Re: ww_mutex.sh hangs since v5.16-rc1

From: John Stultz
Date: Fri Jul 07 2023 - 16:23:22 EST


On Tue, Nov 30, 2021 at 5:26 PM Li Zhijian <zhijianx.li@xxxxxxxxx> wrote:
>
> LKP/0Day found that ww_mutex.sh cannot complete since v5.16-rc1, but
> I'm pretty sorry that we failed to bisect the FBC, instead, the bisection pointed
> to a/below merge commit(91e1c99e17) finally.
>
> Due to this hang, other tests in the same group are also blocked in 0Day, we
> hope we can fix this hang ASAP.
>
> So if you have any idea about this, or need more debug information, feel free to let me know :)
>
> BTW, ww_mutex.sh was failed in v5.15 without hang, and looks it cannot reproduce on a vm.
>

So, as part of the proxy-execution work, I've been recently trying to
understand why the patch series was causing apparent hangs in the
ww_mutex test with large(64) cpu counts.
I was assuming my changes were causing a lost wakeup somehow, but as I
dug in I found it looked like the stress_inorder_work() function was
live-locking.

I noticed that adding printks to the logic would change the behavior,
and finally realized I could reproduce a livelock against mainline by
adding a printk before the "return -EDEADLK;" in __ww_mutex_kill(),
making it clear the logic was timing sensitive. Then searching around
I found this old and unresolved thread.

Part of the issue is that we may not hit the timeout check at the end
of the loop, as the EDEADLK case short-cuts back to retry, allowing
the test to effectively get stuck.

But I know with ww_mutexes there's supposed to be a guarantee of
forward progress as the older context wins, but it's not clear to me
that works here.
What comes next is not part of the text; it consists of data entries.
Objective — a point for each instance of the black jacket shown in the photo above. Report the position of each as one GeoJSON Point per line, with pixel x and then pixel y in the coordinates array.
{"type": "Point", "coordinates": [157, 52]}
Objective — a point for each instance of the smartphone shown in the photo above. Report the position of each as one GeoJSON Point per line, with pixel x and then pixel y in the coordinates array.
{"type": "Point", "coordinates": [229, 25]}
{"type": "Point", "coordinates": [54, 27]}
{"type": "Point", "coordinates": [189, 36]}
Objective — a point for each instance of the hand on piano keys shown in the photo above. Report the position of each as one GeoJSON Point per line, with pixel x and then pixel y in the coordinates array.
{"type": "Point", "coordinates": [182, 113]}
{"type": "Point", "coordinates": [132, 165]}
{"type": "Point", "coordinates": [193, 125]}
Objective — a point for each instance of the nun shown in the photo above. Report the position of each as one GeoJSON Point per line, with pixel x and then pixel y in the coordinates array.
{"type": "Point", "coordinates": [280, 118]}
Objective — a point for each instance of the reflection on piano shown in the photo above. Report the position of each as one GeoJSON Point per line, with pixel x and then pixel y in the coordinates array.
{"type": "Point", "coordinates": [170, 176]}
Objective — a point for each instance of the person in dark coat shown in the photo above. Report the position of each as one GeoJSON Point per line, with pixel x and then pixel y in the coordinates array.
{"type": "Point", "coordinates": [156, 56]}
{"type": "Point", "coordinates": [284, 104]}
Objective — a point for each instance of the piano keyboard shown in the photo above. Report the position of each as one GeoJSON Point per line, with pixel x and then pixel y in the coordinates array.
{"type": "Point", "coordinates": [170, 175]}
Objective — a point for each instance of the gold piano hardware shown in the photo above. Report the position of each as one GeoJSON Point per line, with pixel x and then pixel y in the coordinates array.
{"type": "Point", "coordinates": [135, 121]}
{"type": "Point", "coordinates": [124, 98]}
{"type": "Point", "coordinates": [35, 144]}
The EDEADLK case results in a releasing and
reacquiring of the locks (only with the contended lock being taken
first), and if a second EDEADLK occurs, it starts over again from
scratch (though with the new contended lock being chosen first instead
- which seems to lose any progress).

So maybe the test has broken that guarentee in how it restarts, or
with 128 threads trying to acquire a random order of 16 locks without
contention (and the order shifting slightly each time it does see
contention) it might just be a very big space to resolve if we don't
luck into good timing.

Anyway, I wanted to get some feedback from folks who have a better
theoretical understanding of the ww_mutexes. With large cpu counts are
we just asking for trouble here? Is the test doing something wrong? Or
is there possibly a ww_mutex bug under this?

thanks
-john